As I slowed my book-bagging hands to an arthritic crawl, the better to allow my lightning round of shameless name-dropping from the divers Contents pages of the Encounter of its 1953-1967 belle epoque to flame itself out without excessive rug burns, I told Irving – now my newest among old friends – what a shame it was that the monthly he had with such high animal spirits shepherded through the emerald pastures of its aboriginal decade was now “one with Nineveh and Tyre” (or if not “and Tyre”, at least in part …).

He replied with becoming and stoic equanimity to the effect that all things human are destined to die.

In February 2011, I published on the letters page of The New York Times Book Review a short tribute to Encounter,  having noticed no mention whatever of the magazine in Paul Berman’s long lead review of The Neoconservative Persuasion: Selected Essays, 1942-2009, a posthumous anthology of Irving Kristol essays edited by one … Gertrude Himmelfarb. Four months later, I was winning bidder at eBay on a bargain-priced lot of fifteen back issues of Encounter.

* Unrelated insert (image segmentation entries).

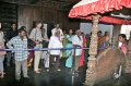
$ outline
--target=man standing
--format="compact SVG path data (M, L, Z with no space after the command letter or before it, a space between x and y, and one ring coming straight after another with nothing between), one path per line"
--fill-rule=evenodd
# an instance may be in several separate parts
M17 36L17 29L16 29L16 24L15 23L12 23L11 24L11 29L9 29L7 32L7 41L9 41L11 38ZM7 53L7 65L10 66L10 61L11 61L11 58L12 58L12 53L11 51L9 51ZM14 59L13 59L14 61Z
M13 37L11 40L8 41L7 46L10 49L20 49L14 51L14 59L15 59L15 79L21 79L21 66L23 71L23 75L25 78L28 78L27 75L27 57L28 51L24 50L27 49L27 38L26 38L26 30L23 28L19 29L19 35Z
M43 48L41 41L44 40L41 36L41 22L36 22L36 27L33 28L31 32L29 38L36 44L35 48ZM34 59L34 72L40 73L41 69L39 66L39 60L41 57L41 51L35 51L35 59Z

Six months after that, a friend alerted me to the vast treasure-house, newly-launched, of the historic online periodical holdings of Unz.org. So over the months ever after, already, I have passed many a dreamy moonlit evening refreshing my memories of the way we were, or at least of the way it, Encounter, was. And then seeing, upon the announcement in the spring of this year of the Unz.org Historical Research Competition, that the entry at Wikipedia devoted to Encounter had over the first five-plus years of its life been a mere stub of 267 words or less, I discerned in that stub “the very nub of my gist” as John Cleese’s tax-hungry politician would put it.